# Stiff External Locker Hinge.



## Crindle (Feb 2, 2007)

Hi all.......All the external locker hinges seem similar and there are many on the Concorde. We have a problem with one being very tight almost to the point of seizure and with so much leverage in the door we are afraid it may snap or damage the mounting point. Have tried lubricating with silicone spray plus other penetrating type sprays over a period of time without success. Would very much appreciate advice/suggestions on how to get lubrication into the spine of the hinge and free it up............Crindle.


----------



## Bob45 (Jan 22, 2007)

I would try to undo the hinge and check it out if you can. I have used graphite powder on a stubborn lock in the past.

Bob


----------



## Crindle (Feb 2, 2007)

Hi again......thanks, removing individual hinges is not possible. The whole locker frame with door and hinges attached come as a unit; dread to think what replacement/fitting cost would be, hence the perseverance with trying to free up the hinge in situ........Crindle


----------



## Spacerunner (Mar 18, 2006)

Pound to a penny the inside of the hinge is full of road dirt.
If the hinge can't be taken apart or replaced then just keep pumping in the penetrating oil in an attempt to flush out the dirt.
You may have to use a very small drill to make a hole in the washer that is between the two parts of the hinge so the oil can get in.


----------



## Christine600 (Jan 20, 2011)

Perhaps a syringe could be used to get oil into the spine of the hinge?


----------



## Mrplodd (Mar 4, 2008)

You might be able to drift the actual hinge pin out! Sometimes there is a plastic blanking cap either end you have to remove first !!

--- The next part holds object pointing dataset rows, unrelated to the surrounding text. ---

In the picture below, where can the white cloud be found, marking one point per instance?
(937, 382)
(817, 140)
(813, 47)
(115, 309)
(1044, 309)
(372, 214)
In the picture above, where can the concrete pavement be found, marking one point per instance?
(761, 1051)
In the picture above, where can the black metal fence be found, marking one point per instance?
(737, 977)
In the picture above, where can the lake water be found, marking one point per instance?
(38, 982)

The hinge had to assembled when made so it must (should??) come apart somehow, the problem is figuring out how !!

If there is simply no way of taking it apart then I would try drilling a 2 or 3 mm hole through the hinge casing as far as the hinge pin and then injecting a bit of oil to see if that does the trick. (Nothing to lose if its getting near the point fo failure but dont forget to plug the hole once the jobs done. I spot of white silicone would blend in well!!) 

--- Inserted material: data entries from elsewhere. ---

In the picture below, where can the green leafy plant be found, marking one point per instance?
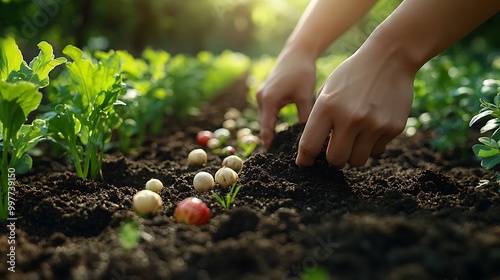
(19, 96)
(129, 234)
(84, 116)
(489, 149)
(228, 200)
(447, 95)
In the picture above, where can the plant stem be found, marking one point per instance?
(5, 181)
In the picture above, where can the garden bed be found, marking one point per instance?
(408, 214)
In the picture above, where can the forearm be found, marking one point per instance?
(323, 22)
(420, 29)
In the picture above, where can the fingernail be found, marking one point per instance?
(304, 161)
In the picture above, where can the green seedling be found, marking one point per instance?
(489, 148)
(129, 234)
(19, 96)
(85, 116)
(228, 200)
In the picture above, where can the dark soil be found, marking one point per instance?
(410, 213)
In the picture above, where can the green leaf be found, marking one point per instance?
(42, 64)
(11, 58)
(483, 151)
(488, 142)
(28, 136)
(480, 116)
(490, 125)
(129, 234)
(490, 162)
(17, 100)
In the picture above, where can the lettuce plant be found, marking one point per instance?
(489, 149)
(19, 96)
(84, 115)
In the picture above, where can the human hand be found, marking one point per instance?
(364, 104)
(291, 81)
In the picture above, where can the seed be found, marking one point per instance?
(203, 181)
(146, 202)
(154, 185)
(197, 157)
(234, 162)
(226, 176)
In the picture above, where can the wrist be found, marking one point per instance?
(303, 49)
(381, 46)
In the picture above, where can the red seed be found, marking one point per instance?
(192, 211)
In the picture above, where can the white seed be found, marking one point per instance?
(197, 157)
(213, 143)
(229, 124)
(242, 132)
(250, 139)
(226, 176)
(222, 133)
(234, 162)
(146, 202)
(154, 185)
(203, 181)
(254, 125)
(232, 113)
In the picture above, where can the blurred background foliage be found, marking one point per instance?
(253, 27)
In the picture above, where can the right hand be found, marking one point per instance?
(291, 81)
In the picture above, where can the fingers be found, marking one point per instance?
(312, 139)
(350, 142)
(268, 116)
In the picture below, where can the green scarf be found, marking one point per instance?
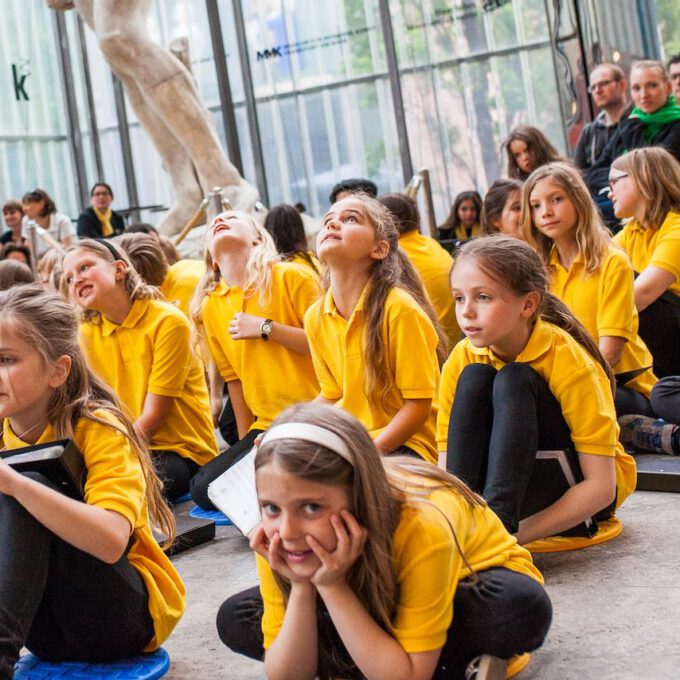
(654, 122)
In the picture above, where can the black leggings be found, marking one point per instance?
(498, 422)
(660, 329)
(174, 471)
(501, 613)
(212, 470)
(62, 603)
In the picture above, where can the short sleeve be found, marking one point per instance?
(330, 388)
(214, 341)
(588, 409)
(413, 352)
(303, 290)
(447, 390)
(272, 598)
(171, 356)
(616, 305)
(666, 254)
(427, 565)
(115, 480)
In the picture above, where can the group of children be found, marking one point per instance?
(349, 376)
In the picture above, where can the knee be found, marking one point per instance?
(234, 629)
(665, 398)
(475, 379)
(514, 377)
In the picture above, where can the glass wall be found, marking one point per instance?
(323, 98)
(34, 151)
(322, 86)
(469, 75)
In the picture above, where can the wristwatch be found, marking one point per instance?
(266, 329)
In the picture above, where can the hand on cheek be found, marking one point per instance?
(351, 538)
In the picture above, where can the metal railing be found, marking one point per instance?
(422, 180)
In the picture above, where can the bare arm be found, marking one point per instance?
(248, 327)
(652, 282)
(156, 408)
(611, 348)
(216, 388)
(583, 500)
(404, 425)
(102, 533)
(243, 414)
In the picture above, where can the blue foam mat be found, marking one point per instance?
(215, 515)
(141, 667)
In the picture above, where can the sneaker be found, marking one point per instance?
(647, 434)
(486, 667)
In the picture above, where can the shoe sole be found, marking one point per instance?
(491, 668)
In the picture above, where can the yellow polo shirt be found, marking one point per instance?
(604, 302)
(150, 352)
(181, 281)
(115, 482)
(410, 341)
(428, 567)
(575, 379)
(273, 376)
(658, 247)
(434, 265)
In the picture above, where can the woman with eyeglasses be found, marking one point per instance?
(645, 188)
(52, 226)
(99, 221)
(654, 121)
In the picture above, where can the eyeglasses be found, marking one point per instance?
(614, 180)
(601, 85)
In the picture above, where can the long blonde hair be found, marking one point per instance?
(261, 259)
(592, 237)
(515, 264)
(393, 271)
(132, 282)
(49, 324)
(656, 174)
(377, 492)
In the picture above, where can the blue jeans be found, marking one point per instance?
(62, 603)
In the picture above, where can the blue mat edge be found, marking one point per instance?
(29, 664)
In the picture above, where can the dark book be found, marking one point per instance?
(61, 462)
(553, 474)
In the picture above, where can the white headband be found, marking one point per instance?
(310, 433)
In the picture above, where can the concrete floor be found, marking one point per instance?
(616, 605)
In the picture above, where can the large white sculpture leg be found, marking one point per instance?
(167, 104)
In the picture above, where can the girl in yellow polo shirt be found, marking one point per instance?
(375, 340)
(645, 188)
(141, 346)
(377, 568)
(79, 580)
(527, 377)
(590, 275)
(248, 314)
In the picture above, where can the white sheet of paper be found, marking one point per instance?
(234, 493)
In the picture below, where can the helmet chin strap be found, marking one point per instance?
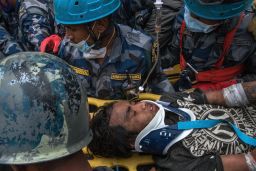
(8, 7)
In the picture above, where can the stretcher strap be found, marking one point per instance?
(199, 124)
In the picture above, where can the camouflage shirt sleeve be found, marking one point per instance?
(8, 45)
(36, 22)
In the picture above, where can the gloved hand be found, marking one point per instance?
(51, 44)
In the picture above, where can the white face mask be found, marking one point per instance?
(82, 46)
(95, 54)
(195, 25)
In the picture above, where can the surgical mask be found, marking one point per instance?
(82, 46)
(95, 53)
(195, 25)
(157, 132)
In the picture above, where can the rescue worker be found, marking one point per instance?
(8, 45)
(28, 22)
(164, 128)
(212, 44)
(112, 60)
(44, 115)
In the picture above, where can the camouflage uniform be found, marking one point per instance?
(126, 67)
(203, 50)
(30, 23)
(8, 45)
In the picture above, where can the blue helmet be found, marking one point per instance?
(217, 9)
(83, 11)
(43, 109)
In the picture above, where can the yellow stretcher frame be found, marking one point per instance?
(136, 159)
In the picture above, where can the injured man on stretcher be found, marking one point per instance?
(185, 131)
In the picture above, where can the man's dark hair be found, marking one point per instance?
(109, 141)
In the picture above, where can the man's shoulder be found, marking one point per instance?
(135, 37)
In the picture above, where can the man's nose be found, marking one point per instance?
(139, 106)
(69, 36)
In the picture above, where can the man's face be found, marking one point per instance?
(132, 116)
(76, 33)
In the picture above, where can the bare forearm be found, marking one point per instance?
(217, 97)
(250, 91)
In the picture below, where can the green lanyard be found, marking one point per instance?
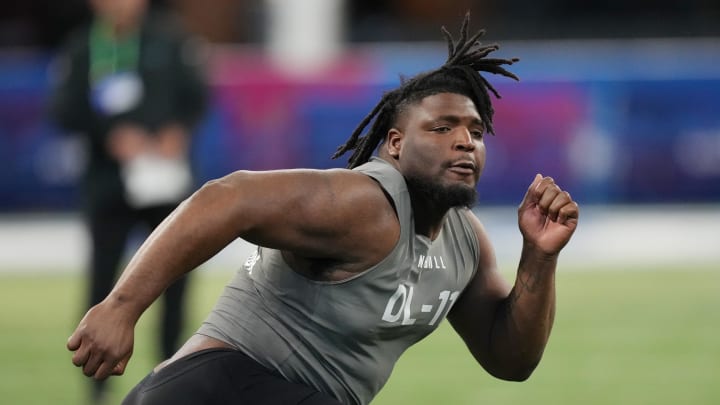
(110, 55)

Almost certainly the hinge casing and the hinge pin are different metalsl (aluminium and steel) so there is a reaction between the 2 and thats whats causing the problem.

(edit to change meats to metals in last paragraph, DOH !!)


----------



## nicholsong (May 26, 2009)

I have a problem with the hinge on my N+B garage door. 

In my case one flange of the hinge siezed and broke.

I can, as Mr Plodd suggested, take off blanking caps for access to the spindle to try to drift it out, but from the photos you have posted this is not possible - unless you are prepared to cut away the plastic which is covering the ends of the spindle - if done carefully you could 'glue' them back in place with Sikaflex.

Geoff


----------



## Crindle (Feb 2, 2007)

Hi again.......yes fairly sure that there is reaction taking place due to dissimilar metals within the spine ie aluminium, steel, plus moisture a corrosive mixture.........Crindle.


----------



## adonisito (Nov 6, 2009)

We've just had a hab door and a gas locker hinge seize ( the lower ones), in both cases I could get no lubrication in despite removing end caps, so they had to be replaced. I did not, however, try the drill method, replacing the hinge was a small enough job in the end. Good luck.


----------



## spykal (May 9, 2005)

Hi

Before you give up on trying to free the hinge have a go with one of these two special products.

I have always used a product called Plus Gas  << when freeing up seized parts. It may work on those hinges, several applications may be needed and if possible make a little dam with plasticine or putty to contain some liquid around the top of the hinge to give it time to soak in. Plus Gas also works well with some heat applied but in your case that is not an option so.....

Maybe try some of this, it is a newish innovation, I have not tried it but have read very good reports....
Loctite 8040 <<

PDF data download <<

Cheaper alternative :
From Halfords (poor reviews :roll: )

Video :





Best of luck.

Mike


----------



## davesport (Nov 12, 2006)

I've had a similar problem with the garage door hinges on my van. The difference was that my hinges are cheaper than yours & come apart with relative ease. My findings were that the inside if the hinge had corroded & expansive by products of this process were making the hinge seize up. If this has taken place I can't realistically see that spraying release oil on this is going to change anything inside the hinge. Mine got to the point that when I attempted to open the door I could see the "static" part of the hinge flexing. 

I'd suggest concentrating on finding a way of taking the hinge apart & getting the crud out. Sorry, not much help I realise. 

Good luck in your quest. Let us know how you get on.

D.


----------



## Gazzer (May 1, 2005)

Did you manage to sort out the hinge?


----------